Currently, we freeze repositories after a committed but unacknowledged write is aborted. This errs very heavily on the side of safety.
The situation is:
- A user begins pushing a change.
- Before the push finishes, the receiving server dies or the repository/database link is severed.
We currently respond to this by freezing the repository and making an operator sort it out.
This rule may be too paranoid. In particular, I suspect we may end up freezing repositories too aggressively if there is a push in flight while the database is restarted, since the global lock will drop and we won't release the durable lock. In general:
- We don't acknowledge these pushes, so the client doesn't see them succeed. It should be reasonable to roll them back.
- We can sometimes automatically roll back if there are 2+ nodes in the cluster. Even if there are a lot of nodes, it's possible we were the only leader before the push, so we may not be able to roll back reliably. And we can never roll back reliably with only one node. That is, it's technically possible to implement "roll back", but it's complicated and there's no git command for it so we'd have to do it ourselves and it wouldn't be atomic.
- The actual confusing case here is probably not a data loss case, since we won't acknowledge the push and data loss is what the client should expect -- it's fine and consistent if we lose the data. The actual problem is the opposite: accepting the push even though we didn't acknowledge it. For human pushers, this is probably fine. For automated pushers, this might not be so great. And it's definitely inconsistent: if we didn't say "yes, we got the push", we shouldn't get the push.
A possible softening of the protocol might be:
- When we acquire the lock, write a unique process ID to the lock table.
- After we receive a push, try very very very very hard to release the lock if we're the thread holding it, even if we lost the global lock (e.g., sit there for 15 minutes just retrying to connect to the database so we can unfreeze the repository).
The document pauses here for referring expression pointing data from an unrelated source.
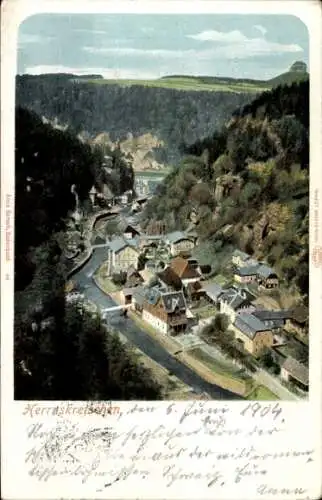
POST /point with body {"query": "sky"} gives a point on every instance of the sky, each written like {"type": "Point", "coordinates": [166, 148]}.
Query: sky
{"type": "Point", "coordinates": [148, 46]}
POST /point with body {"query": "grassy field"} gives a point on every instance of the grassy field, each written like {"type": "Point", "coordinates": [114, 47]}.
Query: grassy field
{"type": "Point", "coordinates": [262, 393]}
{"type": "Point", "coordinates": [205, 311]}
{"type": "Point", "coordinates": [189, 84]}
{"type": "Point", "coordinates": [216, 366]}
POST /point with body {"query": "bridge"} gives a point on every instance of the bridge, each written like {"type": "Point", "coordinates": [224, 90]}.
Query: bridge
{"type": "Point", "coordinates": [101, 245]}
{"type": "Point", "coordinates": [116, 308]}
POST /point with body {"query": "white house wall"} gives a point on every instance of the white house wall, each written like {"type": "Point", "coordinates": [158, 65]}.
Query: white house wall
{"type": "Point", "coordinates": [157, 323]}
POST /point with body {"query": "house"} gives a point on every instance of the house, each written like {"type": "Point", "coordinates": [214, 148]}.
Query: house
{"type": "Point", "coordinates": [138, 298]}
{"type": "Point", "coordinates": [130, 232]}
{"type": "Point", "coordinates": [204, 270]}
{"type": "Point", "coordinates": [252, 333]}
{"type": "Point", "coordinates": [212, 292]}
{"type": "Point", "coordinates": [133, 277]}
{"type": "Point", "coordinates": [240, 258]}
{"type": "Point", "coordinates": [93, 195]}
{"type": "Point", "coordinates": [146, 275]}
{"type": "Point", "coordinates": [294, 371]}
{"type": "Point", "coordinates": [272, 319]}
{"type": "Point", "coordinates": [298, 320]}
{"type": "Point", "coordinates": [179, 242]}
{"type": "Point", "coordinates": [165, 311]}
{"type": "Point", "coordinates": [193, 262]}
{"type": "Point", "coordinates": [127, 294]}
{"type": "Point", "coordinates": [194, 291]}
{"type": "Point", "coordinates": [122, 255]}
{"type": "Point", "coordinates": [169, 279]}
{"type": "Point", "coordinates": [246, 274]}
{"type": "Point", "coordinates": [234, 301]}
{"type": "Point", "coordinates": [186, 272]}
{"type": "Point", "coordinates": [266, 276]}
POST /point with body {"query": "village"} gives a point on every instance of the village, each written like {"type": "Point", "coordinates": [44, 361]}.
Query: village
{"type": "Point", "coordinates": [229, 320]}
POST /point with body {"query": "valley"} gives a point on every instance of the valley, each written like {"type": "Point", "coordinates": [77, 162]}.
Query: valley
{"type": "Point", "coordinates": [201, 201]}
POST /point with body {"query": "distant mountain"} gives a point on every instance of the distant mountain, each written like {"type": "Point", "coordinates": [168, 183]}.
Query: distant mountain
{"type": "Point", "coordinates": [247, 186]}
{"type": "Point", "coordinates": [173, 115]}
{"type": "Point", "coordinates": [297, 73]}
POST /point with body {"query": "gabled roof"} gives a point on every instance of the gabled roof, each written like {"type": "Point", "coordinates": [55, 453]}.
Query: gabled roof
{"type": "Point", "coordinates": [242, 255]}
{"type": "Point", "coordinates": [132, 271]}
{"type": "Point", "coordinates": [296, 370]}
{"type": "Point", "coordinates": [173, 301]}
{"type": "Point", "coordinates": [170, 278]}
{"type": "Point", "coordinates": [118, 244]}
{"type": "Point", "coordinates": [265, 271]}
{"type": "Point", "coordinates": [176, 236]}
{"type": "Point", "coordinates": [213, 290]}
{"type": "Point", "coordinates": [235, 298]}
{"type": "Point", "coordinates": [128, 228]}
{"type": "Point", "coordinates": [194, 287]}
{"type": "Point", "coordinates": [183, 269]}
{"type": "Point", "coordinates": [139, 295]}
{"type": "Point", "coordinates": [265, 315]}
{"type": "Point", "coordinates": [146, 274]}
{"type": "Point", "coordinates": [249, 324]}
{"type": "Point", "coordinates": [152, 296]}
{"type": "Point", "coordinates": [247, 271]}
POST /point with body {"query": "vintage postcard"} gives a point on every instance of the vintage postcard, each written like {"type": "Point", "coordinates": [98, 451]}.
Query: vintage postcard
{"type": "Point", "coordinates": [161, 250]}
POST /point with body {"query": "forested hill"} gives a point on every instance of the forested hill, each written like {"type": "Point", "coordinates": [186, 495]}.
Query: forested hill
{"type": "Point", "coordinates": [48, 162]}
{"type": "Point", "coordinates": [61, 351]}
{"type": "Point", "coordinates": [177, 117]}
{"type": "Point", "coordinates": [247, 186]}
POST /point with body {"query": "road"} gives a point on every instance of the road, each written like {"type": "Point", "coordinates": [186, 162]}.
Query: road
{"type": "Point", "coordinates": [141, 339]}
{"type": "Point", "coordinates": [264, 378]}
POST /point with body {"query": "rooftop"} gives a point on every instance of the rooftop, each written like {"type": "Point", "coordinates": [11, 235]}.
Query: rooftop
{"type": "Point", "coordinates": [176, 236]}
{"type": "Point", "coordinates": [265, 271]}
{"type": "Point", "coordinates": [183, 269]}
{"type": "Point", "coordinates": [170, 278]}
{"type": "Point", "coordinates": [249, 324]}
{"type": "Point", "coordinates": [117, 244]}
{"type": "Point", "coordinates": [139, 294]}
{"type": "Point", "coordinates": [242, 255]}
{"type": "Point", "coordinates": [213, 290]}
{"type": "Point", "coordinates": [247, 270]}
{"type": "Point", "coordinates": [296, 370]}
{"type": "Point", "coordinates": [235, 297]}
{"type": "Point", "coordinates": [266, 315]}
{"type": "Point", "coordinates": [173, 301]}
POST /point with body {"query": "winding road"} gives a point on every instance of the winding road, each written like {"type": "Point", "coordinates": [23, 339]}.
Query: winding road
{"type": "Point", "coordinates": [141, 339]}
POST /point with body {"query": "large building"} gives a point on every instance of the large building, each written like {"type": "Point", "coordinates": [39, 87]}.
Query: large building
{"type": "Point", "coordinates": [252, 333]}
{"type": "Point", "coordinates": [122, 255]}
{"type": "Point", "coordinates": [233, 301]}
{"type": "Point", "coordinates": [179, 242]}
{"type": "Point", "coordinates": [166, 312]}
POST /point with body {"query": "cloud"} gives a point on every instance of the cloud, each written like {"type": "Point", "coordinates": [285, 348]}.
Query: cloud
{"type": "Point", "coordinates": [147, 29]}
{"type": "Point", "coordinates": [233, 45]}
{"type": "Point", "coordinates": [260, 28]}
{"type": "Point", "coordinates": [218, 36]}
{"type": "Point", "coordinates": [236, 45]}
{"type": "Point", "coordinates": [121, 73]}
{"type": "Point", "coordinates": [92, 32]}
{"type": "Point", "coordinates": [26, 39]}
{"type": "Point", "coordinates": [130, 51]}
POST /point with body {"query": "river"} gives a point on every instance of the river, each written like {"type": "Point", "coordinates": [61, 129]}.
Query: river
{"type": "Point", "coordinates": [140, 338]}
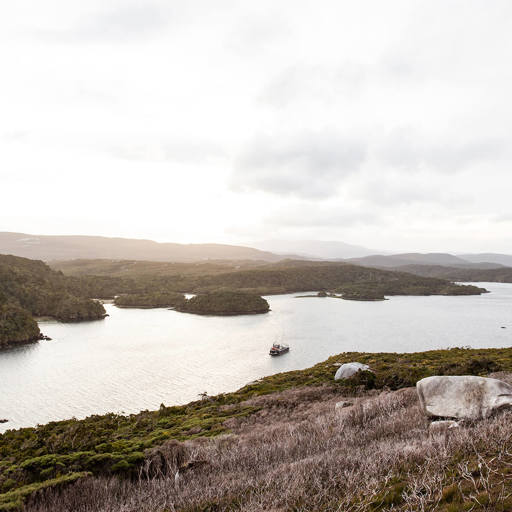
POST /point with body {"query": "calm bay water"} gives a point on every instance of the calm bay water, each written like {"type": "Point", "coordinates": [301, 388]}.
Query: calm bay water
{"type": "Point", "coordinates": [139, 358]}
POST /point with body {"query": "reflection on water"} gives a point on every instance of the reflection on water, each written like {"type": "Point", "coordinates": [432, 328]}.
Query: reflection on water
{"type": "Point", "coordinates": [139, 358]}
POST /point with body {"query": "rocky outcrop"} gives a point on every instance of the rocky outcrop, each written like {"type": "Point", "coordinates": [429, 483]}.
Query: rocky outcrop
{"type": "Point", "coordinates": [342, 405]}
{"type": "Point", "coordinates": [466, 396]}
{"type": "Point", "coordinates": [348, 369]}
{"type": "Point", "coordinates": [443, 426]}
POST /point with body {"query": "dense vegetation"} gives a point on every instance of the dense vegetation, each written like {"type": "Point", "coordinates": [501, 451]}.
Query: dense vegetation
{"type": "Point", "coordinates": [17, 326]}
{"type": "Point", "coordinates": [150, 300]}
{"type": "Point", "coordinates": [113, 278]}
{"type": "Point", "coordinates": [30, 288]}
{"type": "Point", "coordinates": [225, 303]}
{"type": "Point", "coordinates": [59, 452]}
{"type": "Point", "coordinates": [490, 275]}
This would still be very paranoid and allow no inconsistencies, but should reduce the number of cases where we get stuck with a frozen repository.
Maybe also helpful would be an operational way to drain VCS write traffic before a database server restart. We can do this in a practical sense by acquiring every write lock, then writing a stateful lock.
When you needed to restart the master database, the protocol would become something like:
$ ./bin/repository write-lock --enable # Drain and lock ALL VCS write traffic. $ service mysqld restart $ ./bin/repository write-lock --disable # Release VCS write traffic lock.